Changing your place of work can be disruptive. It may mean a longer or less convenient journey to get there each day. It could mean rearranging childcare commitments and, in some cases, it can mean uprooting your family and moving them to a new home. 

Faced with these challenges, many employees just resign and look for another job instead. However, you are often entitled to a Redundancy payment in this situation and you may even be able to claim Unfair Dismissal.

There are two different scenarios to consider. The first is when the employer remains the same but it decides to change the place of work for a business reason. The second is when one employer takes over the business of another, based in a different location, and the employees move from one to another in what is known as a TUPE transfer.

When the employer stays the same, your rights will depend on your Employment Contract.
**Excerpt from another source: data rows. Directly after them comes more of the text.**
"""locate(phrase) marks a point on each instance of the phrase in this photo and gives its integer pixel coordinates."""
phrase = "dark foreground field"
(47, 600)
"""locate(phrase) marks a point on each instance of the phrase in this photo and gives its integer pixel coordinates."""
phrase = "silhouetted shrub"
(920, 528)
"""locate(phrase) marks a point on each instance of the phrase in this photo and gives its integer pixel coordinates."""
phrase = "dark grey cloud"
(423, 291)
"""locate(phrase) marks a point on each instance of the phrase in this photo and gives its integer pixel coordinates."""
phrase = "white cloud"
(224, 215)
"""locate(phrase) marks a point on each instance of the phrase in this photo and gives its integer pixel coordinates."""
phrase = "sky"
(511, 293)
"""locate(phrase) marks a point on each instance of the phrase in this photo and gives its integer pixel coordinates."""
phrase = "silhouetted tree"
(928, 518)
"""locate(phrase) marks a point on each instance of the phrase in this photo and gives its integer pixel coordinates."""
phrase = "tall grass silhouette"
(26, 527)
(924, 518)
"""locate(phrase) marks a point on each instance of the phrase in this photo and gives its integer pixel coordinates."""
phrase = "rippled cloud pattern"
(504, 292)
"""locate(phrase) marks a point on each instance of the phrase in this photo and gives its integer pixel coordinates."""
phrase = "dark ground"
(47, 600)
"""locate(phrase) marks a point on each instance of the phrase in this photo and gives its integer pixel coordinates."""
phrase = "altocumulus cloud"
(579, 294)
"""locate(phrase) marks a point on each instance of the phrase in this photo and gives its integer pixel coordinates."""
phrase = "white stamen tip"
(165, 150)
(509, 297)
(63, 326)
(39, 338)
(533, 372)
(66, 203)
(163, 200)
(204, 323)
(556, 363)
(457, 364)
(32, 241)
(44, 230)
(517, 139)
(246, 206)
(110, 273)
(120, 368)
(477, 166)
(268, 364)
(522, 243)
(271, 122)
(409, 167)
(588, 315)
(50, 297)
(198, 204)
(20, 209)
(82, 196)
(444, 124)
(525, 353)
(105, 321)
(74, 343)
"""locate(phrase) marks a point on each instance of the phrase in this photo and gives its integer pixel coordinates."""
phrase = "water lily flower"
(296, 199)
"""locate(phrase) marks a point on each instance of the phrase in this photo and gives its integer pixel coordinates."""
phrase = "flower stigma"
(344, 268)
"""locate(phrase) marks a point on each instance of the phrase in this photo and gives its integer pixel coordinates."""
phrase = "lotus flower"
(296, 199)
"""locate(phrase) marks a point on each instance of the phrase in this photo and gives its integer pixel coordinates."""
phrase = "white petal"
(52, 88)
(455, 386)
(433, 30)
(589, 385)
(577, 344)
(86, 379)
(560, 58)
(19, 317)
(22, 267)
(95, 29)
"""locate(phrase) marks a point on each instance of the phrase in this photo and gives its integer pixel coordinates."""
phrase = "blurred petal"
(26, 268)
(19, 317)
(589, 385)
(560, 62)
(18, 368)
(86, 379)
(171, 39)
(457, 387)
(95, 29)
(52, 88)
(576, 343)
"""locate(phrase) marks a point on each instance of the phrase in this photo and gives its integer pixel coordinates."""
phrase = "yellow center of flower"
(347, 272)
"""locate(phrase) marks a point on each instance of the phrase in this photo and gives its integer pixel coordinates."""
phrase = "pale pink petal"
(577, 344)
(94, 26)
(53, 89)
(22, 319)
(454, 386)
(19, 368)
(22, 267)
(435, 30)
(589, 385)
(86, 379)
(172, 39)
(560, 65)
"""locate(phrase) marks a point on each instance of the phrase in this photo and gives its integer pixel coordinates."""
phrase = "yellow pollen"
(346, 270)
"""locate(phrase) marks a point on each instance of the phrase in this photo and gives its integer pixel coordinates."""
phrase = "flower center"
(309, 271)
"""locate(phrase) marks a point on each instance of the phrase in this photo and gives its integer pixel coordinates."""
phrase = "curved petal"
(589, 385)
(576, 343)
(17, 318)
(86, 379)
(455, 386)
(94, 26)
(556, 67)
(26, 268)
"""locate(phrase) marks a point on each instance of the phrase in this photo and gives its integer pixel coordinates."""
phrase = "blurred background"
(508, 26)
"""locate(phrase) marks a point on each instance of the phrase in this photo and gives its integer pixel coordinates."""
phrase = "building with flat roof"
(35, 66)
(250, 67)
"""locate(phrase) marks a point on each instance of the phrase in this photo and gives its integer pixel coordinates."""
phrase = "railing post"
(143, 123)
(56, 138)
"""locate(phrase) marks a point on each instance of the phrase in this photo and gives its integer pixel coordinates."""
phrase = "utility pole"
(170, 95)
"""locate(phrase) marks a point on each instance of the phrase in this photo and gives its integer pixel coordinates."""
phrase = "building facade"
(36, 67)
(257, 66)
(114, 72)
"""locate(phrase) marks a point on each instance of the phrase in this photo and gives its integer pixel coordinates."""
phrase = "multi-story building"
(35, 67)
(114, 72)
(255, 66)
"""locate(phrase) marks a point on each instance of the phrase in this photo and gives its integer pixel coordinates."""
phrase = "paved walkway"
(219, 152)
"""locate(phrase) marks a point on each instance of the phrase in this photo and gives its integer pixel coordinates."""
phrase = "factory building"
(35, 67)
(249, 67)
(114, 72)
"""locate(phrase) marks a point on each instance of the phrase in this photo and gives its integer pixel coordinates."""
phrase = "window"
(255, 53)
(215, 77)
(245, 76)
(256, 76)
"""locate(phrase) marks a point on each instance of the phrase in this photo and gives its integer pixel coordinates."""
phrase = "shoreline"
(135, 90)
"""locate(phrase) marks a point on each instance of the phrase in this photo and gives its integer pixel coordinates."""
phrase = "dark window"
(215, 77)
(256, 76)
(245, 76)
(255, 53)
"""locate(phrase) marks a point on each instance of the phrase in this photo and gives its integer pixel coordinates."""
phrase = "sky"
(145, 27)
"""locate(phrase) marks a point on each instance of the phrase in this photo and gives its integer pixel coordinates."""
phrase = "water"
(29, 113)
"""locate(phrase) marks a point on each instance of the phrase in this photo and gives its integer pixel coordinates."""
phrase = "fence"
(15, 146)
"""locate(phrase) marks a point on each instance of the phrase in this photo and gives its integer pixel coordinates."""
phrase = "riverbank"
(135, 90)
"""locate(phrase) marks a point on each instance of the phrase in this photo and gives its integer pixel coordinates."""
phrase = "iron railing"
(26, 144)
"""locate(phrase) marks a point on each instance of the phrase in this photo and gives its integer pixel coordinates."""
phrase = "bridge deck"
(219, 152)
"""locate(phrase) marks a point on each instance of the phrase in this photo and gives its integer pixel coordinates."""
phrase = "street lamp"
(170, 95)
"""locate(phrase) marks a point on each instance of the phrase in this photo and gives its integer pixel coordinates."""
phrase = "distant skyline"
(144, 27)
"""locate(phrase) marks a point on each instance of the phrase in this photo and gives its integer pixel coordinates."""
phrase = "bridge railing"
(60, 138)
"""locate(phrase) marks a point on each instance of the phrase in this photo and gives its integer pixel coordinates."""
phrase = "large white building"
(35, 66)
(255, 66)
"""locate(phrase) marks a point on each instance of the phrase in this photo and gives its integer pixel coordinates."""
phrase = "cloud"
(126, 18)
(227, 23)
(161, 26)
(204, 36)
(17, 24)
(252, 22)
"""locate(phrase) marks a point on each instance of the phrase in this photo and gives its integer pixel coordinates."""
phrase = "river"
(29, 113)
There will sometimes be a mobility clause which allows the employer to change your place of work. Depending on what the mobility clause says and the reasonableness of the move required, you may still be able to challenge it. For example, if your contract says that you can be sent to work anywhere in the UK and you are moved from London to Carlisle, this may well be unreasonable and you may well be able to make a claim. If there is no mobility clause, an attempt to change your workplace may mean you are considered redundant, if you are not prepared to accept it.
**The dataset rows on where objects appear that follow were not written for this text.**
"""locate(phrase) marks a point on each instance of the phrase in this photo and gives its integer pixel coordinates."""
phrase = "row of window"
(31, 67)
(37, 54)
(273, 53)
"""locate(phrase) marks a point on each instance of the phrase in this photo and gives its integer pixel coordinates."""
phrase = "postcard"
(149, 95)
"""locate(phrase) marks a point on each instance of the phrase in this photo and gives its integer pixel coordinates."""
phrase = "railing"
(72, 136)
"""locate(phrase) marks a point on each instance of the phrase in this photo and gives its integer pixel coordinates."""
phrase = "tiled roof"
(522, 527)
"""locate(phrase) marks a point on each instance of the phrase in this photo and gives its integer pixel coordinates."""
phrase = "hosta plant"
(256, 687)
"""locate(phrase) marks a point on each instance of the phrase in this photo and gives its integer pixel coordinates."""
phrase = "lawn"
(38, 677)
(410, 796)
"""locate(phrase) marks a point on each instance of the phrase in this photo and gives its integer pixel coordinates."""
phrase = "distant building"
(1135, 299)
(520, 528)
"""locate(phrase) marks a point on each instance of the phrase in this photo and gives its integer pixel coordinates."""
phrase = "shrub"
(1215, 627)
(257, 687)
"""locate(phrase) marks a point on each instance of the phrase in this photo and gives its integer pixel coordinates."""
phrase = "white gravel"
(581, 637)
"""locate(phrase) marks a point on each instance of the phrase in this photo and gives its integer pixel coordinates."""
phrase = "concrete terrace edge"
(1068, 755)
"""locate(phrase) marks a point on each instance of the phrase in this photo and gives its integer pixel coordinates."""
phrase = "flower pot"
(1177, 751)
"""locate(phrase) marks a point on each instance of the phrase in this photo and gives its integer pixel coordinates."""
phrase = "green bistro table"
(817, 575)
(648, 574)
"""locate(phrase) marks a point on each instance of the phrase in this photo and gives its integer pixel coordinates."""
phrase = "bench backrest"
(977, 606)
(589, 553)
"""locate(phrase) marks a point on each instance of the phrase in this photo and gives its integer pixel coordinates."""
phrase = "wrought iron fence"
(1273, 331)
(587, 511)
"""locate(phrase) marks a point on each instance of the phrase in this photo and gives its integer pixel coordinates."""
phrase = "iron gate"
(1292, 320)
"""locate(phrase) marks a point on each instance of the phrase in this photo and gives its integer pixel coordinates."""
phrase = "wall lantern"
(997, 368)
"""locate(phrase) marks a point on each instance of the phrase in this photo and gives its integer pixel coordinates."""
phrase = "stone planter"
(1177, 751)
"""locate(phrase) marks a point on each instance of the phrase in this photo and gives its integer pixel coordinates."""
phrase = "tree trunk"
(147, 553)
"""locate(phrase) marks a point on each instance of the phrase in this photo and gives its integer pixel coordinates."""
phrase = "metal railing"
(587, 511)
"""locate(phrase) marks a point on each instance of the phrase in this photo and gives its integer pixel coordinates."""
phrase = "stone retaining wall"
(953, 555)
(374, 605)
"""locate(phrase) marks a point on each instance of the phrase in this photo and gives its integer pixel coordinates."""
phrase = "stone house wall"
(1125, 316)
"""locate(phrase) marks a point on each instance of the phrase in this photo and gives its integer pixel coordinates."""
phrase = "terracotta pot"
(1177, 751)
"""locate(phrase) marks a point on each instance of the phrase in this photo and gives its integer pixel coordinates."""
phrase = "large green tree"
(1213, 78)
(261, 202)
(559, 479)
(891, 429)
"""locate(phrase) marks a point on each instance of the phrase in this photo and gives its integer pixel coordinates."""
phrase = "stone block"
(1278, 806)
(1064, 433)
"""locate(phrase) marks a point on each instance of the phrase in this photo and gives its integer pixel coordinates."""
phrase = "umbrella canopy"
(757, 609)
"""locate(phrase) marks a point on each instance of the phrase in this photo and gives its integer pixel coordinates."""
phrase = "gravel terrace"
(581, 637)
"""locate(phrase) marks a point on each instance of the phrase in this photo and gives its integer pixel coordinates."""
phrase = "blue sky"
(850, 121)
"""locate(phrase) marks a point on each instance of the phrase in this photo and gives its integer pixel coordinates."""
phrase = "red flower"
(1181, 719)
In a TUPE scenario, the new employer was not allowed to use the transfer as a reason to change the place of work, even if the new employer was based in a different location from the old one. The case of Tapere v South London & Maudsley NHS Trust decided that, if there was such a change to the place of work, this was an automatically Unfair Dismissal. In January 2014, the law was changed so that this is no longer the case. However, many employees will still be entitled to receive a Redundancy payment in this situation. Some employers may try to use TUPE as a way of trying to avoid making Redundancy payments so this is a very important right.

If you don’t want to move to a new location, it is very tempting just to resign. However, you could lose your right to a Redundancy payment or other claim if you resign too soon. So if your employer wants you to move, we strongly recommend seeking specialist legal advice.